La dialectique en 3D de François Hien

La dialectique en 3D de François Hien

 

A l’origine de La Crèche et de La Peur (voir Le Théâtre du Blog), deux faits sociaux brûlants, puisqu’ils touchent à «nos enfants »: dans la première pièce, l’employée d’une crèche associative refuse d’enlever son voile sur le lieu de travail, bravant le règlement jusque-là accepté, interdisant le port de signes religieux.
Dans la seconde,  un prêtre est suspendu par sa hiérarchie pour avoir dénoncé le « voile » que l’Eglise jette sur les actes de pédocriminalité commis en son sein; en même temps, les anciennes victimes l’accusent de n’avoir pas témoigné en justice contre son évêque.
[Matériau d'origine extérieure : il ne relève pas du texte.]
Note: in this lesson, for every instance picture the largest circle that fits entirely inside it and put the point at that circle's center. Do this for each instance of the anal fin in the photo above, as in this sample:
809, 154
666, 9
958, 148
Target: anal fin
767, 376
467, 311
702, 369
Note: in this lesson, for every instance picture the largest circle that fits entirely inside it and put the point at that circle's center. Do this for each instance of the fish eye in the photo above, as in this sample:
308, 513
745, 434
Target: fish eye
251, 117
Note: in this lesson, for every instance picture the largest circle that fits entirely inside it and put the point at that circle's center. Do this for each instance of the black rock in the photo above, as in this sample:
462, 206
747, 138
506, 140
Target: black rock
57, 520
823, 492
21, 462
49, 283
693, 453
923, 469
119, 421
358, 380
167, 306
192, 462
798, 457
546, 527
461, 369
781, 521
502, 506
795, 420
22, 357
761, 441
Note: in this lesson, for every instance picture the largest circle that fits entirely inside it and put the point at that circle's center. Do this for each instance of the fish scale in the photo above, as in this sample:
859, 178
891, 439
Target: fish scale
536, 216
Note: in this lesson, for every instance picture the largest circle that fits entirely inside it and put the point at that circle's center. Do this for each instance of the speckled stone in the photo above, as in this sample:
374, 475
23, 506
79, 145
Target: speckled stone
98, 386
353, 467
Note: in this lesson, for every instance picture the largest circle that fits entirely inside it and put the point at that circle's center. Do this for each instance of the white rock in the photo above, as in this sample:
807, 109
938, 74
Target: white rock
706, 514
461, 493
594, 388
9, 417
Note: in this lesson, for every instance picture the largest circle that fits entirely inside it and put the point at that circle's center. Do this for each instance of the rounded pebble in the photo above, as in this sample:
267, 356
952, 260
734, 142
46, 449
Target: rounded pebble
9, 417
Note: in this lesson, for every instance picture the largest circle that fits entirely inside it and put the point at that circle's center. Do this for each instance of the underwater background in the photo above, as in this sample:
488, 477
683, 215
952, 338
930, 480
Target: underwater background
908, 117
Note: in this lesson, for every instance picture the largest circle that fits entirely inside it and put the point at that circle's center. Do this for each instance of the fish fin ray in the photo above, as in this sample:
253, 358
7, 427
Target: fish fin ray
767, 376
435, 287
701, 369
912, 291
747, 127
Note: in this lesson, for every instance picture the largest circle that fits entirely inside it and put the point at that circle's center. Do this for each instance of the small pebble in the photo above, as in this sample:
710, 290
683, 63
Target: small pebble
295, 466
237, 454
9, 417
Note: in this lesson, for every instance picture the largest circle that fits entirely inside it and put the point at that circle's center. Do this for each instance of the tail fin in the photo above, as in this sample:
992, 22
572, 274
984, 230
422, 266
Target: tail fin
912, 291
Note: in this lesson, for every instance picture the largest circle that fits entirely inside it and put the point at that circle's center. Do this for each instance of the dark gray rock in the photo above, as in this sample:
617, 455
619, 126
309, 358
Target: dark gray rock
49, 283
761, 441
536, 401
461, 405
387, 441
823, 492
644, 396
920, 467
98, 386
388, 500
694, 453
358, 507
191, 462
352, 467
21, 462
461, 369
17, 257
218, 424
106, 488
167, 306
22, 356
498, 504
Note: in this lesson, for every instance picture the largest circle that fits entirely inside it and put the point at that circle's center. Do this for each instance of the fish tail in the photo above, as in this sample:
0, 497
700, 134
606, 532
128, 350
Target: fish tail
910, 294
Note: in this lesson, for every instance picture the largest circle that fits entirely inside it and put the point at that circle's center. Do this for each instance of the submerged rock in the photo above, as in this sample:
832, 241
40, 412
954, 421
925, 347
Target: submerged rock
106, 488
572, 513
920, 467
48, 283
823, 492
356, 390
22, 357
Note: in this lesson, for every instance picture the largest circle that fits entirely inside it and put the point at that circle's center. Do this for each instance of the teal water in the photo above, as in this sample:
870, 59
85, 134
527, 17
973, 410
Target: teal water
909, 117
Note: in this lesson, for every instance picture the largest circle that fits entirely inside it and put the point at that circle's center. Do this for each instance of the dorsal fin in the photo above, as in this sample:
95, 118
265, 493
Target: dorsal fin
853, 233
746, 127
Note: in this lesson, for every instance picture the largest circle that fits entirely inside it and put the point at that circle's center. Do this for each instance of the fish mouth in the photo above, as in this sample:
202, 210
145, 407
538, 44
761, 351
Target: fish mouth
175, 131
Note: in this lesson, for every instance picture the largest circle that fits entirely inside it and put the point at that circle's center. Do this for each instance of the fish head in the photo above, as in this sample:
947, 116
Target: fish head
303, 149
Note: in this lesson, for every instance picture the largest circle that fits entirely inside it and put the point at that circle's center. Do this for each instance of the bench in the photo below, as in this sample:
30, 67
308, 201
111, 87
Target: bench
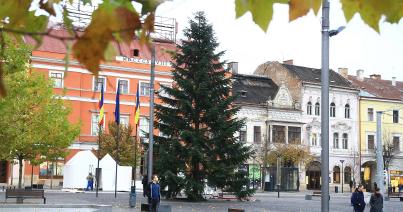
26, 194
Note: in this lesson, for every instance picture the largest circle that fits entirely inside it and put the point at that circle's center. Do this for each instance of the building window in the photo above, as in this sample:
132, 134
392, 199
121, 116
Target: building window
294, 135
345, 141
335, 140
347, 175
317, 109
95, 124
124, 120
57, 78
144, 126
370, 114
336, 174
243, 134
99, 83
257, 136
395, 116
396, 144
309, 108
347, 111
278, 134
123, 85
47, 169
144, 89
371, 142
332, 110
314, 139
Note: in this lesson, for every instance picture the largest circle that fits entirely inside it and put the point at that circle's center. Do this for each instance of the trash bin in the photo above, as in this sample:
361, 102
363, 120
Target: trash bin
132, 200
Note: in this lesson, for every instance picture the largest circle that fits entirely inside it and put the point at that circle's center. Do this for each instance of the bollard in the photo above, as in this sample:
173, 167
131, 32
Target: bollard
132, 200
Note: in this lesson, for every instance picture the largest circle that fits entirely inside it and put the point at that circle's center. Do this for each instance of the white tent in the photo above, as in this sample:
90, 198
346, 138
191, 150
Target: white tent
108, 166
77, 169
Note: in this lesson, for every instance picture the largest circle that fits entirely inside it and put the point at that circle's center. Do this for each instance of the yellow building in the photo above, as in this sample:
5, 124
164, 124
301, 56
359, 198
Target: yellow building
386, 96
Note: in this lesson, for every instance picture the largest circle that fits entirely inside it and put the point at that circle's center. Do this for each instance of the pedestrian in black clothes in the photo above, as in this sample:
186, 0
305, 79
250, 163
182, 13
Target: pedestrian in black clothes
145, 183
376, 201
357, 199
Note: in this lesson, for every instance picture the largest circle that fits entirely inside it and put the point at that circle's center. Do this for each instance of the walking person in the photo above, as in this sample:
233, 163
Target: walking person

Entre les deux affaires, la sacralité des enfants,, devenu simple prétexte, passe assez vite à l’arrière-plan. Ce qui compte est le voile, objet transitionnel entre l’individu et l’institution. La directrice de la crèche reste droite dans ses bottes, étant elle-même « son » institution, face à, infiniment plus puissante, la pratique de la religion musulmane. Quant à l’Eglise catholique, institution par excellence, auto-sacralisée, elle entend ne rendre de comptes qu’à elle-même.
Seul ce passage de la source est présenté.